Social Sciences (Oct 2021)

Randomized Clinical Trial of Primary Care Based Online Depression Prevention Intervention: Impact on Adolescent Modifiable Factors and Behaviors

  • Kushagra B. Gupta,
  • Calvin Rusiewski,
  • Camilla Koczara,
  • Marian Fitzgibbon,
  • Mark Reinecke,
  • Joshua Fogel,
  • Linda Schiffer,
  • Miae Lee,
  • Emily Sykes,
  • Kathy Griffiths,
  • Tracy R. G. Gladstone,
  • Benjamin W. Van Voorhees

DOI
https://doi.org/10.3390/socsci10100385
Journal volume & issue
Vol. 10, no. 10
p. 385

Abstract

Read online

The developmental period of adolescence can pose a risk for the onset of depressive disorders, but is also a time when potentially modifiable factors and behaviors related to depressive episode onset can develop. An online health intervention can provide an opportunity to reach at-risk adolescents in between primary care visits and could impact these modifiable factors and behaviors to support healthy development. We explore the Competent Adulthood Transition with Cognitive-Behavioral, Humanistic, and Interpersonal Therapy (CATCH-IT), a self-directed online cognitive behavioral therapy prevention intervention, and its impact on modifiable factors and behaviors related to: (1) program completion, (2) normative adolescent development, (3) coping, (4) family relations, (5) general health behaviors, and (6) externalizing behaviors, in a primary care sample of adolescents at intermediate to high risk of developing depression. Adolescents were enrolled into either CATCH-IT or Health Education (HE) control group and followed for 24 months.

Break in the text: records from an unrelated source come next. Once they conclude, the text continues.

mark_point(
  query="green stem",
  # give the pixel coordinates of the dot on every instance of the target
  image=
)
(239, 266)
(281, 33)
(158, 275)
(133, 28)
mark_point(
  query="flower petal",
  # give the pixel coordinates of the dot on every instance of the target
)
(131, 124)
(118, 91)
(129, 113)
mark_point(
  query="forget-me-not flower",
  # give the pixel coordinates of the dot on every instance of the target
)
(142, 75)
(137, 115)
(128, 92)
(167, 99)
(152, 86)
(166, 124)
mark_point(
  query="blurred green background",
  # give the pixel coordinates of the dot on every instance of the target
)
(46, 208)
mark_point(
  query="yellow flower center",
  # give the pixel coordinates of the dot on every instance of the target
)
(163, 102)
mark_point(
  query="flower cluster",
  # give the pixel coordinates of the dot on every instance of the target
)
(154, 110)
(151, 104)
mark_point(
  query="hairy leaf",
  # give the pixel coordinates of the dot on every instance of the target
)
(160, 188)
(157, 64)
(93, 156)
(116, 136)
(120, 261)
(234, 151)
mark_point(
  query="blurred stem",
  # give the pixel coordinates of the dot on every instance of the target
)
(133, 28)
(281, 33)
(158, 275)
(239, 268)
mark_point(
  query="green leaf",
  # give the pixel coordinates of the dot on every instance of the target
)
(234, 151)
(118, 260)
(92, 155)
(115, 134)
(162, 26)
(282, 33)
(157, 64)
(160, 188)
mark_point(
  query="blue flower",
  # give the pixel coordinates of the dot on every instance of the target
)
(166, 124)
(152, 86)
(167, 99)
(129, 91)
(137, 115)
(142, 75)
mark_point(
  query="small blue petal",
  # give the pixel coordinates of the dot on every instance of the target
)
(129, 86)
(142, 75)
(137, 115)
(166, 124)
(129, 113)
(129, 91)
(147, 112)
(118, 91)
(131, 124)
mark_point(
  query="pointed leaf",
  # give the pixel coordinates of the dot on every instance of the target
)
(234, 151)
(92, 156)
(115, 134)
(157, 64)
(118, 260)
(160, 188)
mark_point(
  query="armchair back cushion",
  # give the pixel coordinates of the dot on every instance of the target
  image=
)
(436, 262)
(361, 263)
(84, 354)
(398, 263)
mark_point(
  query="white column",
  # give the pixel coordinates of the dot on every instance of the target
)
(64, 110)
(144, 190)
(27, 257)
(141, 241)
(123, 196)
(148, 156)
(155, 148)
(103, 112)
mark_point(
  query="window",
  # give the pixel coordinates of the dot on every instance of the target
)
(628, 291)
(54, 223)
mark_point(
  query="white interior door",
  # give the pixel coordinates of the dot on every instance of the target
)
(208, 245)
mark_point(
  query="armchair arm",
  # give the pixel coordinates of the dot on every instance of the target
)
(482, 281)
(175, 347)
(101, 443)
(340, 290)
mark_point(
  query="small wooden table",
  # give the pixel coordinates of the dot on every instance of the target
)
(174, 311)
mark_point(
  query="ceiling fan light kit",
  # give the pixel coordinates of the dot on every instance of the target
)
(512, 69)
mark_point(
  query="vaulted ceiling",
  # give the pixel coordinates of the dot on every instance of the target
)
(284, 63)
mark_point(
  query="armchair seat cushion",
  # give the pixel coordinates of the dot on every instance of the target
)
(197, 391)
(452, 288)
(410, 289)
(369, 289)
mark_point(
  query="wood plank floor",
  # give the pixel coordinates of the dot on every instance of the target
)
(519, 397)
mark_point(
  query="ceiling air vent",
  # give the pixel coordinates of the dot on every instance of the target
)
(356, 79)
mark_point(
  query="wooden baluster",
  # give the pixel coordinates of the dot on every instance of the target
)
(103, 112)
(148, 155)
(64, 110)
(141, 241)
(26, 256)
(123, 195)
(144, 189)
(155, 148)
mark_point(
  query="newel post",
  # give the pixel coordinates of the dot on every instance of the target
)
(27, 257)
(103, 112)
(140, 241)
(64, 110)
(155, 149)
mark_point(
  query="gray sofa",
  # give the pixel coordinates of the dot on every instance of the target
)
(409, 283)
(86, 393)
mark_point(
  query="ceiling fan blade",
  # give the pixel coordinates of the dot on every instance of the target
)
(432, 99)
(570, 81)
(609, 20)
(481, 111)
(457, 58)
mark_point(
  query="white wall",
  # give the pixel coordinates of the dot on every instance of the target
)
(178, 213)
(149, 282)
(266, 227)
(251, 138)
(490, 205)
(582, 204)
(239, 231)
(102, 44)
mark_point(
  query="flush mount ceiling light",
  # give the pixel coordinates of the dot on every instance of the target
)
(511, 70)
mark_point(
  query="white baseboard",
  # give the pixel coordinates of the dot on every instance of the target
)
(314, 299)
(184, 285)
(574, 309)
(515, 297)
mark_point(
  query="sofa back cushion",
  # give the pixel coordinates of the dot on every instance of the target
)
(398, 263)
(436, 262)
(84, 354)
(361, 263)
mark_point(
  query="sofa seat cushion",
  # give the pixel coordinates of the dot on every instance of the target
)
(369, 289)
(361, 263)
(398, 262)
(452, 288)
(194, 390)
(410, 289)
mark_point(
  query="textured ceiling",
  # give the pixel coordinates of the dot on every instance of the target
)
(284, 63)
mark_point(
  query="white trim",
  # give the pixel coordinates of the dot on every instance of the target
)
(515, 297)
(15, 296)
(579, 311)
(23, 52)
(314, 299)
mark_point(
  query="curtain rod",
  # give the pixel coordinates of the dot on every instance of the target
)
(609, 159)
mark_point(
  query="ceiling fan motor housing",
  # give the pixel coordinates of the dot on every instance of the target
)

CATCH-IT improved some factors related to program completion (e.g., motivation, recommendation to peers for depression prevention, and physician positive relationship), coping (e.g., perceived behavior change), and family relations (e.g., parental psychological control, sibling relative status) as compared to HE. HE improved normative adolescent development (e.g., health and loss life events) as compared to CATCH-IT. CATCH-IT utilized in primary care may benefit some at-risk adolescents in selective factors and behaviors.